In public, House Minority Leader Kevin McCarthy offers most of his Republican members robust support. There are rare exceptions when GOP lawmakers are insufficiently partisan — see Wyoming’s Liz Cheney and Illinois’ Adam Kinzinger, for example — but rank-and-file Republican House members can generally count on McCarthy to have their backs.
In private, however, the GOP leader is at least capable of candor. NBC News reported overnight:
House Minority Leader Kevin McCarthy, R-Calif., feared that remarks by fellow Republican lawmakers could jeopardize the safety of other GOP members of Congress after the Jan. 6 riot, according to new audio recordings from just days after the attack on the Capitol. The recordings from a Jan. 10, 2021, call obtained by The New York Times shine a new light on the intensity of McCarthy’s private concerns about members of his own caucus at a time when his public appearances downplayed those worries.
Rachel aired newly released audio recordings on the show last night, offering the public a new opportunity to hear McCarthy complain about some of his far-right members — by name — whom the minority leader saw as going too far in the wake of the attack on the Capitol.
The House GOP leader said in reference to Florida Rep. Matt Gaetz, for example, “He’s putting people in jeopardy — and he doesn’t need to be doing this.”
Other Republican members referenced by name in the Jan. 10 phone meeting were Alabama’s Mo Brooks, Colorado’s Lauren Boebert, Texas’ Louie Gohmert, and Alabama’s Barry Moore.
The same set of new recordings also confirm last week’s reporting that McCarthy wished social-media companies such as Twitter would strip some of his own members of their accounts.
A New York Times report added, “The country was ‘too crazy,’ Mr. McCarthy said, for members to be talking and tweeting recklessly at such a volatile moment.”
All of which leaves us with a familiar question: What happens now?
It’s entirely possible that McCarthy will, once again, not face any meaningful consequences. Last week, the minority leader briefly appeared to be in a precarious position after he was caught lying about telling his colleagues he was prepared to tell Donald Trump to resign the presidency. Trump, however, quickly made clear that he didn’t much care since McCarthy didn’t follow through.

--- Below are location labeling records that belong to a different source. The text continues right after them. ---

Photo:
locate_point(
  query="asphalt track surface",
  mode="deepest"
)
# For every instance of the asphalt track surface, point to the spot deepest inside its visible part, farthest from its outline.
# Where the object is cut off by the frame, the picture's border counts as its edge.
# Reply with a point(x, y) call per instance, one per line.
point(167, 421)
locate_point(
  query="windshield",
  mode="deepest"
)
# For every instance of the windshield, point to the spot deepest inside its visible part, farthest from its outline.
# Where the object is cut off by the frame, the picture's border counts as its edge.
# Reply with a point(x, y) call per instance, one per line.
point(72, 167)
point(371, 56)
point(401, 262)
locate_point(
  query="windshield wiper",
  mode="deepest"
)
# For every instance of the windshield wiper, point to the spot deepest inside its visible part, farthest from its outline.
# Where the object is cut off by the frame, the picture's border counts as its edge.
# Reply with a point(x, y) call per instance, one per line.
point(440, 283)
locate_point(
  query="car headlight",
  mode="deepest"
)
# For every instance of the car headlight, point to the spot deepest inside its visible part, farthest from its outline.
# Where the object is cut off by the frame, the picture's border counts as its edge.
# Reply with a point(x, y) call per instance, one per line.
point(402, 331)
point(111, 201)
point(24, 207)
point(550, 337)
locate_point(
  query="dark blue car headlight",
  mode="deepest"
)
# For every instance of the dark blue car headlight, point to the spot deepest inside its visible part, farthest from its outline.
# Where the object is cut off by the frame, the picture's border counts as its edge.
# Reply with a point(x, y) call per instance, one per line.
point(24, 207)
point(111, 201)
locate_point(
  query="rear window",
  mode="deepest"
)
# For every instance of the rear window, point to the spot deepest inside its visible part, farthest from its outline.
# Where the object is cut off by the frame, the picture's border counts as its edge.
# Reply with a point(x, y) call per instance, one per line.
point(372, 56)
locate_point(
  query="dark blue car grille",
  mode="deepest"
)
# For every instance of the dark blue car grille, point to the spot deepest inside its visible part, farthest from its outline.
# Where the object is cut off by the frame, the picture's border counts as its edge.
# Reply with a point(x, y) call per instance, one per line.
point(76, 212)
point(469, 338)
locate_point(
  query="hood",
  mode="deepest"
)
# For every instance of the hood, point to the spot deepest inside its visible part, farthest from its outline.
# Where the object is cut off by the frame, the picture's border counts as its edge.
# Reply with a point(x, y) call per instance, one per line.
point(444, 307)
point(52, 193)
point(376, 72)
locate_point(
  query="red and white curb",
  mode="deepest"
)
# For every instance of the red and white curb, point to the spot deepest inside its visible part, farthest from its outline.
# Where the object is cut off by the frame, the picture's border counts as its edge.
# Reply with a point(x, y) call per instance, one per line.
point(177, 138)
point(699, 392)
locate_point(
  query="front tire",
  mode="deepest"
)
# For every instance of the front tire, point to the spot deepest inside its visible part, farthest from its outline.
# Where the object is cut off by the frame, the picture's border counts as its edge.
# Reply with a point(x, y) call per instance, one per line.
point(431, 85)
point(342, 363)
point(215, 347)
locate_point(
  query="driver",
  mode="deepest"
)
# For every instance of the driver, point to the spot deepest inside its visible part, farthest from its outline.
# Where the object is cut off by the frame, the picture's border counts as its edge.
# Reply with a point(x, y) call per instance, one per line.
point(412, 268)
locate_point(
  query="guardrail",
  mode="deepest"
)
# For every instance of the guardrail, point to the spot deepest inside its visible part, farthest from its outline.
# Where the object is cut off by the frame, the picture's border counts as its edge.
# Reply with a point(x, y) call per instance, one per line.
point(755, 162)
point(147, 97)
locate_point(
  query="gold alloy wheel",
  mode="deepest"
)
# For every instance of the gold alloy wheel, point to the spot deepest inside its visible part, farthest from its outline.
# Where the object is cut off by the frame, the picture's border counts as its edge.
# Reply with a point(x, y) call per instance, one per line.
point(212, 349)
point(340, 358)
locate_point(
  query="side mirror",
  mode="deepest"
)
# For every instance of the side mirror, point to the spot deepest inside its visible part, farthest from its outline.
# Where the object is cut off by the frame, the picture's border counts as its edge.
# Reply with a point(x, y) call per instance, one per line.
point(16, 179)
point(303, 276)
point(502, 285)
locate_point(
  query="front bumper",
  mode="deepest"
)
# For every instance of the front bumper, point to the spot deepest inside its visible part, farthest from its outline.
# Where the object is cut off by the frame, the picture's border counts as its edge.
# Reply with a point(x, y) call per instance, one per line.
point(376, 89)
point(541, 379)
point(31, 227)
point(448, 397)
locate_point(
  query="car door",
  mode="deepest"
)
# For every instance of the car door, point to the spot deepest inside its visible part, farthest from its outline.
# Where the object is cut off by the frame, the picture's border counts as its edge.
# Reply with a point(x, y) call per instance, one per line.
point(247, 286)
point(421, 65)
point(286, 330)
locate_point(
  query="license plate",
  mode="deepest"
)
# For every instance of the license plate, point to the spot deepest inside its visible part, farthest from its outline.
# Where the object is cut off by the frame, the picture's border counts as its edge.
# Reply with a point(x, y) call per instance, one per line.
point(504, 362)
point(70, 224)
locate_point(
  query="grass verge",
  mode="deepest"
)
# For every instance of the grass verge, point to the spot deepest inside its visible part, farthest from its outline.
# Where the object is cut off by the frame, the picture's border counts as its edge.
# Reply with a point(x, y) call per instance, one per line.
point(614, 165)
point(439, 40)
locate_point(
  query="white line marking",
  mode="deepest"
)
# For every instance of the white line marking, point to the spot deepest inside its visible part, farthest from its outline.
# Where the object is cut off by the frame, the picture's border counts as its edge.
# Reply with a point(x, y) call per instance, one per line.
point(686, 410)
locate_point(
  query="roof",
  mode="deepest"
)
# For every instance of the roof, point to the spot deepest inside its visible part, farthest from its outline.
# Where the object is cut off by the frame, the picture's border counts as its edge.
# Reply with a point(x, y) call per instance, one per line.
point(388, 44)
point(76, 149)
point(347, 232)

As recently as Sunday, Rep. Michael McCaul, the top Republican on the House Foreign Affairs Committee, told Fox News, “I think Kevin is in very good shape.... I can tell you, the support in the conference is very strong for him, and this is a little Beltway bubble blip, if you will. I don’t think it’s going to have any long-term consequences.”
But in the days that followed, the party has seen and heard more of what McCarthy had to say early last year, and while practically zero GOP lawmakers criticized the minority leader on the record last week, that’s starting to change.
Republican Rep. Andy Biggs, for example, told a conservative media outlet yesterday that McCarthy is facing “a huge trust issue“ in the wake of the latest revelations. The Arizonan, who led the far-right House Freedom Caucus, added that the GOP leader has “undermined the conference.”
Last night, Gaetz issued a written statement deriding McCarthy and House Minority Whip Steve Scalise as having engaged in “the behavior of weak men, not leaders.” Around the same time, Fox News’ Tucker Carlson, a prominent voice in Republican politics, told his viewers that if McCarthy becomes House Speaker next year, “we would have a Republican Congress led by a puppet of the Democratic Party.”
To be sure, on-the-record criticisms from two members and a media host does not an avalanche make, and McCarthy probably isn’t too worried about his standing in the party, at least not yet.
But the winds are just now starting to shift in ways they were not a few days ago.